In the Western part of France is the Loire Valley. It is one of the world’s greatest regions of white wine. “Loire produces various styles of wine, such as sparkling wine, dry table wine, off-dry table wine, and sweet dessert wine” (Laloganes p. 179). The Loire region is not as prestigious or well known as some other regions in France, but they have turned to organic and biodynamic farming as well as winemaking to become better recognized. This adds distinctiveness and marketability to Loire wine. Similar to Alsace, Loire is most well known for their white wine varietals, including Chenin Blanc, Sauvignon Blanc, and Muscadet. They also produce some reds, like, Cabernet Franc and Gamay varietals. “Wines are almost always unblended and are typically unoaked or lightly oaked. The philosophy of winemaking is to showcase the true nature of the grape” (Laloganes p. 180). The Loire Valley has its own regions, which are separated into the Central Loire, Touraine, Anjou-Saumer, and Pays Nantais. In the Central Loire region, Sauvignon Blanc is distinct and “known as Blanc Fumé because of the smoky, or flintlike, aromas it possesses” (Laloganes p. 180). Touraine’s climate it what makes this region stand out. The climate offers good cultivation conditions for white as well as red wines. One of the most popular and celebrated wines in Touraine is the Vouvray appellation. These wines are mostly produced from Chenin Blanc and made in wines ranging from dry to sweet. Anjou-Saumer is a large producer of dry white wines, but is also famous for the production of sweet wines. In the Pays Nantais region of the Loire Valley, a light, dry white wine is prominently produced, sometimes with a Muscadet, or a light spritz. This region of Loire Valley is located near the Atlantic coast in the central part of France.
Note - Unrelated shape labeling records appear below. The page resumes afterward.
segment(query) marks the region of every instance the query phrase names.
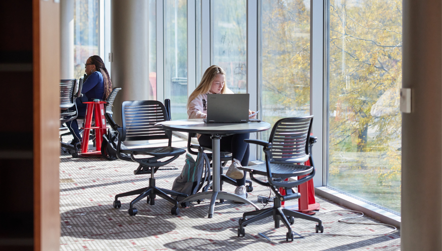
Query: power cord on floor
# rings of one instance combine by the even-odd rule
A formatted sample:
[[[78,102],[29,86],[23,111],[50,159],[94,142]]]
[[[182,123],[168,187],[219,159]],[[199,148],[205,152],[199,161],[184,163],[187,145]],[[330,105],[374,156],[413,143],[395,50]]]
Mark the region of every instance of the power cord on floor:
[[[338,220],[338,222],[341,223],[345,223],[347,224],[362,224],[363,225],[383,225],[388,226],[389,227],[391,227],[393,229],[388,231],[388,232],[386,232],[385,233],[370,233],[367,234],[346,234],[344,233],[306,233],[302,234],[302,236],[307,236],[310,235],[339,235],[339,236],[353,236],[353,237],[361,237],[364,236],[376,236],[376,235],[385,235],[386,234],[389,234],[393,232],[394,232],[397,228],[392,225],[389,225],[388,224],[385,224],[383,223],[364,223],[364,222],[356,222],[355,221],[344,221],[345,220],[350,219],[357,219],[358,218],[361,218],[364,216],[364,213],[362,212],[360,212],[359,211],[355,211],[353,210],[349,210],[349,209],[338,209],[338,210],[332,210],[330,211],[326,211],[325,212],[317,212],[316,214],[324,214],[327,213],[330,213],[332,212],[336,212],[338,211],[348,211],[350,212],[352,212],[356,213],[360,213],[360,215],[358,215],[355,217],[347,217],[346,218],[343,218],[342,219],[340,219]]]

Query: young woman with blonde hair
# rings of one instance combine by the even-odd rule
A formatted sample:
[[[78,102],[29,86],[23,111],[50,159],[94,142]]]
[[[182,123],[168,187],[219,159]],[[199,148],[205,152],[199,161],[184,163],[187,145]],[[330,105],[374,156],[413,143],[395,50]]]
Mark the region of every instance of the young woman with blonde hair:
[[[187,115],[189,118],[206,118],[208,94],[233,94],[226,85],[226,72],[217,65],[212,65],[204,73],[202,79],[187,100]],[[249,114],[254,113],[249,111]],[[238,187],[235,194],[247,197],[246,192],[246,172],[238,168],[247,166],[250,152],[249,144],[244,140],[249,139],[250,134],[237,134],[221,138],[221,151],[232,153],[233,161],[226,173],[228,176],[237,180]],[[198,142],[202,147],[211,148],[212,140],[205,135],[198,135]]]

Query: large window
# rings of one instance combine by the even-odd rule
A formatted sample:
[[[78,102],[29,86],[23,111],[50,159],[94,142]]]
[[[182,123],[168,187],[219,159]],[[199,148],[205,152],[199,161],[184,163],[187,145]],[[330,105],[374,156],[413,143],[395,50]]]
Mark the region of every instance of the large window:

The Rhône Valley is located in the Southeast part of France, and divided into two main areas, Northern Rhône and Southern Rhône. “The Northern Rhône terrain is steep and cooler, whereas the Southern Rhône is flatter, sunny and warmer. Nearly all Rhône wines are red, followed by rosés and whites” (Laloganes p. 187). Northern Rhône predominantly produces red wines, like Syrahs, but also produces small amounts of whites. The Syrah grape can be cellared for long periods of time and continue to improve for decades, so the older the Syrah is the better the taste. In Southern Rhône, the red wines are blends of grapes and sometimes contain up to a dozen red and white varieties. Some rosé appellations include Tavel and Lirac. “Rosés of Tavel often produce medium bodied wines with refreshing acid levels” (Laloganes p. 188).
The history of French wine goes all the way back to the 6th century, and that is why France is known as the inventor of wine. French wine has the pretty bottles, the pictures, the appellations, the classifications, books, maps and vintages. All these aspects make French wine so popular. According to ZagatWine, “The world’s 10 most expensive wines are all French, and France makes more wine than any other country.”